The present invention provides an apparatus for expanding a surrounding tubular body. More specifically, an improved expansion assembly for a radially rotated expander tool is disclosed. In addition, a method for expanding a tubular body, such as a string of casing within a hydrocarbon wellbore, is provided, which employs the improved expansion assembly of the present invention.
The expansion assembly first comprises a piston. The piston is preferably an elongated wafer-shaped body which is sealingly disposed within an appropriately configured recess of an expander tool. The piston has a top surface and a bottom surface. The top surface includes a bearing cavity for receiving a roller. In the expansion assembly of the present invention, the roller does not rotate about a shaft; rather, the roller is permitted to rotate within the bearing cavity of the piston during an expansion operation.
The bearing cavity of the piston is configured to retain the roller while it is operated within a wellbore. In one aspect, the expansion assembly provides a headrest for supporting the upper end of the roller. The piston further provides a shoe for receiving the lower end of the roller. The lower end of the roller is gravitationally retained within the shoe during operation.
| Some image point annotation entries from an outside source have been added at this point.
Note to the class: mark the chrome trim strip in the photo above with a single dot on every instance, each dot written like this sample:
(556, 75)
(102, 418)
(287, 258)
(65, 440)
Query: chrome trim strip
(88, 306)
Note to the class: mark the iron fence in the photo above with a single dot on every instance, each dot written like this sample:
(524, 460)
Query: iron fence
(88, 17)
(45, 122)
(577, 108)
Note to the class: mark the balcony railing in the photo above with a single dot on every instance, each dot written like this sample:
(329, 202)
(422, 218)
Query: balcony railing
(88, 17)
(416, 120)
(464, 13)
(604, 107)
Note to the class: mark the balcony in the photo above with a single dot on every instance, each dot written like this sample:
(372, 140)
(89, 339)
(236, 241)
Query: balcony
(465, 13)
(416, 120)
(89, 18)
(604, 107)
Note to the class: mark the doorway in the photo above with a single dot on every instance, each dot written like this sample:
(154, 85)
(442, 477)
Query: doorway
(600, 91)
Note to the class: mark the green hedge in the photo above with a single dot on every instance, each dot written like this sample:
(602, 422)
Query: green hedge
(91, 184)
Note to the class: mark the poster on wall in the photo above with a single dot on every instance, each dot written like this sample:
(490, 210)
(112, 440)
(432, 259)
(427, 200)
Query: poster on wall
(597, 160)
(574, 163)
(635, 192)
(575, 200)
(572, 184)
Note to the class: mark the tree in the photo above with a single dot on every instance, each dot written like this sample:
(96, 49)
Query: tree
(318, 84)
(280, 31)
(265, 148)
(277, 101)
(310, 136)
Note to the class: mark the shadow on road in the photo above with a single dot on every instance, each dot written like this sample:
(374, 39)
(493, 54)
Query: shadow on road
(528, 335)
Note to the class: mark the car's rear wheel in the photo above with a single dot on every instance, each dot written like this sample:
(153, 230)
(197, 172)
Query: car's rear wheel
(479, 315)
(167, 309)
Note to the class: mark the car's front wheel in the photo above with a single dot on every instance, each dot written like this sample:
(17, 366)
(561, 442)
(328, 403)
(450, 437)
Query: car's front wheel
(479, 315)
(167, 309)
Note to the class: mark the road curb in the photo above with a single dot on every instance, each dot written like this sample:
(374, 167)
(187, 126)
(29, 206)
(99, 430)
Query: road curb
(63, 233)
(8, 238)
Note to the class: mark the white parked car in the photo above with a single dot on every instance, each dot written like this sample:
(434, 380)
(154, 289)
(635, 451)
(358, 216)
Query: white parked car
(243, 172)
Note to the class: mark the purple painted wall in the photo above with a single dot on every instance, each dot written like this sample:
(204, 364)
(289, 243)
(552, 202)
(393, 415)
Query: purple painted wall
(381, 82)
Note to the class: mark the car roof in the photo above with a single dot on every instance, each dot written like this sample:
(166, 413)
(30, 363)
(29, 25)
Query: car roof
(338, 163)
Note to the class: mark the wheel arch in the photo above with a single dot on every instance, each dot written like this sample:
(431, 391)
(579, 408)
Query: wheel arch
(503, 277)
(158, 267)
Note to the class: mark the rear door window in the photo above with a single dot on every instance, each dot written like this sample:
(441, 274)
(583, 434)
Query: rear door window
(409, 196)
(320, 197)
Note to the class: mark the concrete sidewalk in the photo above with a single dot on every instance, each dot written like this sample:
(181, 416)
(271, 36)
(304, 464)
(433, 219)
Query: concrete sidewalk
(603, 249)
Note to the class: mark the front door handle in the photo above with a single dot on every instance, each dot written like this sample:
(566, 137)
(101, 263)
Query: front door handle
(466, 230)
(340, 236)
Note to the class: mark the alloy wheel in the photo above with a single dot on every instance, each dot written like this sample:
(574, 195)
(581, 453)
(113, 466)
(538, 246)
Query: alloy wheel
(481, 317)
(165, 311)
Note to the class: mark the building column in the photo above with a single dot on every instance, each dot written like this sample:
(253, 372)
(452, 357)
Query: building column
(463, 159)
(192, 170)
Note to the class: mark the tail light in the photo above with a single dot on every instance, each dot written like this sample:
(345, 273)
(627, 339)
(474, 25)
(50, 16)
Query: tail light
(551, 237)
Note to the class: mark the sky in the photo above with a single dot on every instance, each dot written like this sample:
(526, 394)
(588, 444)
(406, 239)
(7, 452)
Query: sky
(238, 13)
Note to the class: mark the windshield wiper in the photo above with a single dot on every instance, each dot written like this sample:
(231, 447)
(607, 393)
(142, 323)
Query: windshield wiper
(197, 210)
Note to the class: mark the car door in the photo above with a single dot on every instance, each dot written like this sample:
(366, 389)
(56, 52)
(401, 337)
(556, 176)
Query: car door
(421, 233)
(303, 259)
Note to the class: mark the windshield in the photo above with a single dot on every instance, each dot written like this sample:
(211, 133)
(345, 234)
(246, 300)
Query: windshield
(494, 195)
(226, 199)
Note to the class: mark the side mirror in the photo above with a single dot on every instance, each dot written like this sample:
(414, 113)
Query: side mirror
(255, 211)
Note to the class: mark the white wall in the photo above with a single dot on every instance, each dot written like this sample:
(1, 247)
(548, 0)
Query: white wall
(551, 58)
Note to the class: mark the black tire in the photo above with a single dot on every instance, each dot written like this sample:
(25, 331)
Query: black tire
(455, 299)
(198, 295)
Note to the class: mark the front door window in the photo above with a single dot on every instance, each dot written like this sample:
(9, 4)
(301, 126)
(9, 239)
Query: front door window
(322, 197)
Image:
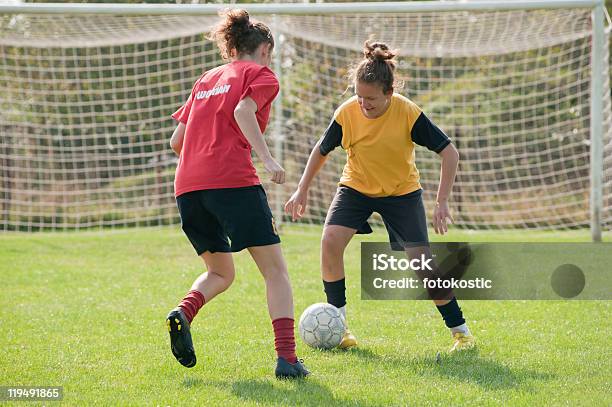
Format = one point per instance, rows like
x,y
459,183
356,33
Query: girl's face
x,y
372,100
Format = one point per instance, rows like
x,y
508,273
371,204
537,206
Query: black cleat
x,y
286,370
180,338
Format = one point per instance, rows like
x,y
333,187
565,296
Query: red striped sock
x,y
191,304
284,339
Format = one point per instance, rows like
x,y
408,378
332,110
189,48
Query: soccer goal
x,y
521,87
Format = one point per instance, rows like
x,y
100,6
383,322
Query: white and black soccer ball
x,y
322,326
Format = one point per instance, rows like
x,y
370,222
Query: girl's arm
x,y
450,159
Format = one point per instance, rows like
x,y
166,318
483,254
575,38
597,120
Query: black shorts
x,y
211,218
404,215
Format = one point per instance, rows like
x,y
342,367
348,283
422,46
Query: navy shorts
x,y
404,215
213,218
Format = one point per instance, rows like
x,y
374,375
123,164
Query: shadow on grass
x,y
468,366
303,392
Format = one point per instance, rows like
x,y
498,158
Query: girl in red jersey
x,y
218,192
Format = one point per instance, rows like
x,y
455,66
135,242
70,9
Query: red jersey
x,y
215,153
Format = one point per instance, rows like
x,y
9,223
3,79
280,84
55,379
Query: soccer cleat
x,y
286,370
462,342
348,340
180,338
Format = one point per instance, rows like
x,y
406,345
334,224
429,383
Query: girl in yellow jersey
x,y
378,129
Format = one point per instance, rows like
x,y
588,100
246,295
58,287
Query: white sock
x,y
461,328
343,311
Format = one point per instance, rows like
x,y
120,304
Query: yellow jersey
x,y
380,152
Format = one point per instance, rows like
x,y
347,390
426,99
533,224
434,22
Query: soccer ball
x,y
322,326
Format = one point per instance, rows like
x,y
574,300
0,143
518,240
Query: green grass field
x,y
86,311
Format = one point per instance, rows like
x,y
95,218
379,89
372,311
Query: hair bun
x,y
377,51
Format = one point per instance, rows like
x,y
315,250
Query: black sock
x,y
451,313
336,292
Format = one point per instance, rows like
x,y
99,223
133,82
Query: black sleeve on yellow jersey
x,y
427,134
331,139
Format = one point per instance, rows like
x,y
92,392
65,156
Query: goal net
x,y
85,104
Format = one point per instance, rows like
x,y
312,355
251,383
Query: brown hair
x,y
377,66
237,31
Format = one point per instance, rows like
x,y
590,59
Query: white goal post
x,y
522,87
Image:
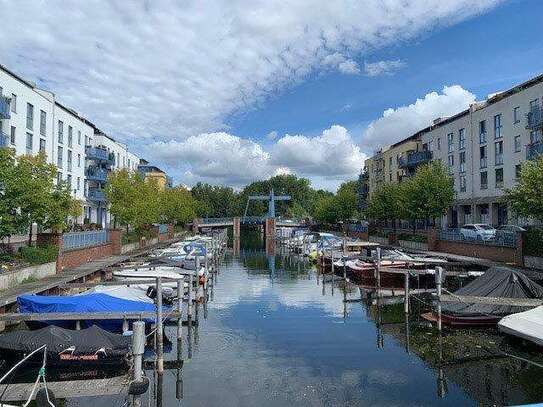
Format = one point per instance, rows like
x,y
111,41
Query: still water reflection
x,y
277,334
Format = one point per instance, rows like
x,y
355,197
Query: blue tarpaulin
x,y
96,302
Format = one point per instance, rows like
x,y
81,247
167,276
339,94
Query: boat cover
x,y
96,302
527,325
500,282
83,342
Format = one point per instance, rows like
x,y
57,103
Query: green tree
x,y
177,206
429,193
526,197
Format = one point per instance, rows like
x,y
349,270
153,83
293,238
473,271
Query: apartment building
x,y
32,120
483,148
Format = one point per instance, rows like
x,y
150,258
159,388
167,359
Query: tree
x,y
177,206
526,198
429,193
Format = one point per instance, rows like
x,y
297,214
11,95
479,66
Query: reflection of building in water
x,y
468,359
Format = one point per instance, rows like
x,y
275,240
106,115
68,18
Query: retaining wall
x,y
15,277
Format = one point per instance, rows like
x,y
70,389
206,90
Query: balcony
x,y
534,118
96,174
4,139
414,159
4,108
99,154
96,195
534,150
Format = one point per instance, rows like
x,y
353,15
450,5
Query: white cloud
x,y
402,122
332,154
224,158
169,70
383,67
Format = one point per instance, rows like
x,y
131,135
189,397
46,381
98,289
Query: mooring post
x,y
439,272
406,289
159,332
138,348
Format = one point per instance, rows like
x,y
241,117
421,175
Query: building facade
x,y
32,120
483,147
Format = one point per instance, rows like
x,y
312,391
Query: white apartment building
x,y
32,120
483,148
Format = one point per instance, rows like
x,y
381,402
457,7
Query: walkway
x,y
9,296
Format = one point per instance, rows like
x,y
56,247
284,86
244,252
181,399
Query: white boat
x,y
526,325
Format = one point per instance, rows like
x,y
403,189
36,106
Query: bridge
x,y
235,222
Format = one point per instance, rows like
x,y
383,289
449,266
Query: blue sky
x,y
227,93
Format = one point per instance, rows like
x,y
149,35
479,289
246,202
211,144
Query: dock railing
x,y
80,240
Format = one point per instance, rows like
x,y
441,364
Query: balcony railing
x,y
96,195
414,159
4,108
534,150
99,154
96,174
534,118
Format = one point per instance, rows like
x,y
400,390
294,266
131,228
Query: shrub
x,y
38,255
413,237
533,242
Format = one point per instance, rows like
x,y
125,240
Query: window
x,y
43,122
59,157
462,183
498,153
70,136
516,115
29,116
60,132
13,103
484,180
517,144
482,154
29,143
450,142
69,160
499,177
12,135
451,161
482,131
498,126
462,161
461,139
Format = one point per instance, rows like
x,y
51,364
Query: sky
x,y
231,91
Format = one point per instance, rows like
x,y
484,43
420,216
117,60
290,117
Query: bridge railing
x,y
209,221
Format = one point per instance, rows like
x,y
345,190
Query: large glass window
x,y
498,126
499,177
498,153
29,116
482,131
482,155
43,122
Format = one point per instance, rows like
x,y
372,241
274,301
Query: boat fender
x,y
137,388
41,398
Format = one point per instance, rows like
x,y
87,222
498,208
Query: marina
x,y
272,327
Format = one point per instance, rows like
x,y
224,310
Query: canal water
x,y
274,335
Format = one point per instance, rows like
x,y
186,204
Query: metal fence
x,y
79,240
501,238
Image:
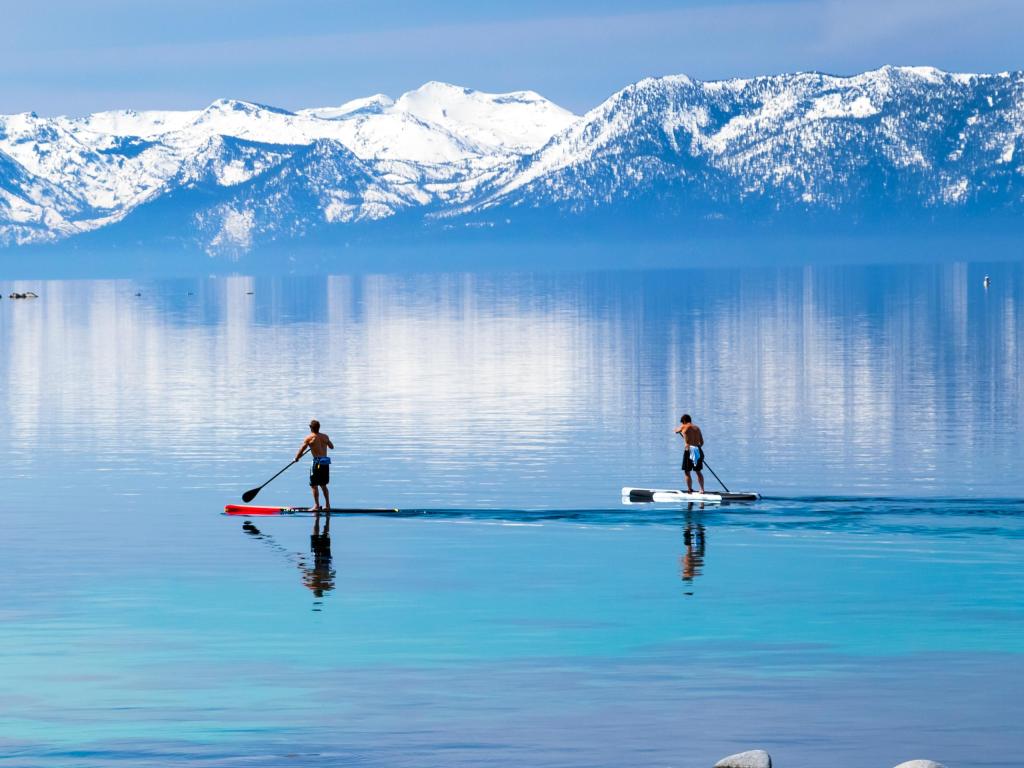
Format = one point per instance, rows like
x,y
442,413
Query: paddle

In another aspect, the expansion assembly of the present invention provides for a cap piece. The cap piece is fitted over the headrest to further secure the headrest onto the piston member. In one aspect, the headrest further helps to secure the roller within the bearing cavity during operation.
The bottom surface of the piston is exposed to an outwardly radial force. In one aspect, the force is a hydraulic force generated by wellbore fluids within the bore of the expander tool. In another aspect, the hydraulic pressure is from a dedicated fluid reservoir in fluid communication with the expander tool downhole. Alternatively, a mechanical force may be employed. The piston is moved radially outward from the body of the expander tool but within the recess in response to the radially outward force. Because the roller is held closely to the piston within the bearing cavity, greater space is accommodated for the bore within the expander tool.